Un Anglais, en lisant cet article, a demandé : Qu’est-ce qu’une lettre de cachet ? on n’a jamais pu le lui faire comprendre.


  1. Questions sur l’Encyclopédie, deuxième partie, 1770. (B.)
  2. Aux mots Crimes, Supplices, Tortures.
  3. Dans le paragraphe ix du Commentaire sur le livre Des Délits et des Peines (voyez Mélanges, année 1766) ; Voltaire y dit que ce fut en 1749. Voyez aussi l’article Bekker ci-après.
  4. La mémoire de Calas ayant été réhabilitée en 1765, et le gouvernement ayant accordé à sa famille une indemnité de 36,000 livres, la somme fut ainsi distribuée : 3,000 livres au fils, 6,000 à chacune des filles 3,000 à la domestique. Les frais du procès absorbèrent les 18,000 restant. On voit que sans les célèbres mémoires de Voltaire, qui furent vendus au profit de la famille Calas, et qui rapportèrent une somme considérable, les malheureux enfants de la victime du parlement de Toulouse seraient encore restés dans la misère. (G. A.)

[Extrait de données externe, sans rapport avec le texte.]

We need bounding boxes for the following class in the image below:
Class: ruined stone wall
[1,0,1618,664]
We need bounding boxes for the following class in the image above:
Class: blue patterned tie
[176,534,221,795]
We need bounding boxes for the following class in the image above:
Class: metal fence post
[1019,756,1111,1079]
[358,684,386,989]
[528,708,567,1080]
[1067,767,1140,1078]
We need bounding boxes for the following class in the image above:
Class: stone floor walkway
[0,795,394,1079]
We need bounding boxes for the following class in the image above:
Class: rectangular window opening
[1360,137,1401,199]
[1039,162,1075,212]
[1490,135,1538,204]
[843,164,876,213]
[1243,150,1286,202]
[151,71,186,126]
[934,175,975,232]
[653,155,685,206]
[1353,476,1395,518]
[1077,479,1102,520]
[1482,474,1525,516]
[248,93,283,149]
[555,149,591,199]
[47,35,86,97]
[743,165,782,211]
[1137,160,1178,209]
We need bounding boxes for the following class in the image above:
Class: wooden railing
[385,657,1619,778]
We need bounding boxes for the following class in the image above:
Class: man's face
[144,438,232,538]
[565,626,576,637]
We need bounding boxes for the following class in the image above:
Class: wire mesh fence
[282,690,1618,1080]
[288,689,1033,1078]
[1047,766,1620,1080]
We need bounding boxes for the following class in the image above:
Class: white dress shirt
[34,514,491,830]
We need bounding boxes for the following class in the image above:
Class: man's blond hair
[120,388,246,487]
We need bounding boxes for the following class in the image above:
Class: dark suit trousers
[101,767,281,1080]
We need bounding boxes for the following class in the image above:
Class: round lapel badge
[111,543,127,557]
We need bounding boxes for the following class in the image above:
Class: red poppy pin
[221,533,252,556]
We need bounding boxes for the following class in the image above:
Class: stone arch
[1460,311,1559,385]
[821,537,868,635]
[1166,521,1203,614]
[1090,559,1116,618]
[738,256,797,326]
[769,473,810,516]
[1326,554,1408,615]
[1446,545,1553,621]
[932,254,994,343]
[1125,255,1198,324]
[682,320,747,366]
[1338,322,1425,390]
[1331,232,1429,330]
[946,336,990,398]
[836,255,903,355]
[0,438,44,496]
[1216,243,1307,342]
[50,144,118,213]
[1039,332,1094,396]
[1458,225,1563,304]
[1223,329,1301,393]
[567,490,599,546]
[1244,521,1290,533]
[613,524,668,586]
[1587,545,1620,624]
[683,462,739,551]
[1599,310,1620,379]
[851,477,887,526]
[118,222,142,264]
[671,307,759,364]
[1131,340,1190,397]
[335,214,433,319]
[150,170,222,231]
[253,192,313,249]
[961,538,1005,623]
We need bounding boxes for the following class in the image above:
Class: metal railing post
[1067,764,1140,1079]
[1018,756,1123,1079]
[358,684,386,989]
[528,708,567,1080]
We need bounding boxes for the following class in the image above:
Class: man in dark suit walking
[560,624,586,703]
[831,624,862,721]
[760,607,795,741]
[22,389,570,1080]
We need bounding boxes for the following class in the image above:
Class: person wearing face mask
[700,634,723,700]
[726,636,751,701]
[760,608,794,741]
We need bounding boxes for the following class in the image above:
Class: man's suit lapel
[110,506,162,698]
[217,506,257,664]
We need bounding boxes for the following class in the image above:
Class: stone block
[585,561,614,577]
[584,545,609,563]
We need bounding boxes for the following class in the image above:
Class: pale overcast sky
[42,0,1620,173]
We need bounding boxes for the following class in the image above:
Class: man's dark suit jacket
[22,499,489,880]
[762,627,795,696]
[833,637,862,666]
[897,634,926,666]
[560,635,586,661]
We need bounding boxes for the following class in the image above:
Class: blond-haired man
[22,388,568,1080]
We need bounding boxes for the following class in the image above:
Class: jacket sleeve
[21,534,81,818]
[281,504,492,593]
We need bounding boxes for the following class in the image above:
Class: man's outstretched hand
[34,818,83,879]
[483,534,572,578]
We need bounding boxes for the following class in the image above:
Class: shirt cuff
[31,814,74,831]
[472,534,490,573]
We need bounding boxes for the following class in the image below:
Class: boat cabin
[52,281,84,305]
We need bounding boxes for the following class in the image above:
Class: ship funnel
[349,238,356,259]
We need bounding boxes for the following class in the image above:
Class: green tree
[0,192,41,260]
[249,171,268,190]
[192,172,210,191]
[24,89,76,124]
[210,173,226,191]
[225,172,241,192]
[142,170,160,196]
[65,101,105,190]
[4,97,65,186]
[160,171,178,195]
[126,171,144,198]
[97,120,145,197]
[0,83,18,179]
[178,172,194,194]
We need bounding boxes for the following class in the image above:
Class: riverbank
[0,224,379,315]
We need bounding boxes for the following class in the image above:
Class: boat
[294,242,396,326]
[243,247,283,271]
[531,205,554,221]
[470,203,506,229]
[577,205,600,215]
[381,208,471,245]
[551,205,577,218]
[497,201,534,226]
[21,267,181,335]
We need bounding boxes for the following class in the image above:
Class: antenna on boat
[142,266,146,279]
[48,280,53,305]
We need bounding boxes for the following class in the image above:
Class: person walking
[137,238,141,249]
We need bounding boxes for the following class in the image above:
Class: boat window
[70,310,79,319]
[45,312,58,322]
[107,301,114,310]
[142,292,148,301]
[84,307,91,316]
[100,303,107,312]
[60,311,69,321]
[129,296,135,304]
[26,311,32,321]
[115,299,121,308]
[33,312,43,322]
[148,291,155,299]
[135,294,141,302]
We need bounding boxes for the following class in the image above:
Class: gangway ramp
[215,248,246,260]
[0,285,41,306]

  5. Pierre-Jean-Baptiste Gerbier, avocat célèbre au parlement de Paris, né à Rennes en 1725, mort le 26 mars 1788.
  6. L’arrêt est de 1764. (Note de Voltaire.)
  7. Maître Target fut envoyé en 1789 aux états généraux par la prévôté de Paris. Il fut un des principaux rédacteurs de l’acte constitutionnel de 1791 ; en 1792, il refusa de défendre Louis XVI en se déclarant républicain, et devint, en 1793, le secrétaire du comité révolutionnaire de la section du Marais, sur laquelle était situé son hôtel (rue Sainte-Croix-de-la-Bretonnerie). (G. A.)
  8. L’arrêt est de 1770. Il y a d’autres arrêts pareils prononcés par les parlements des provinces. (Note de Voltaire.)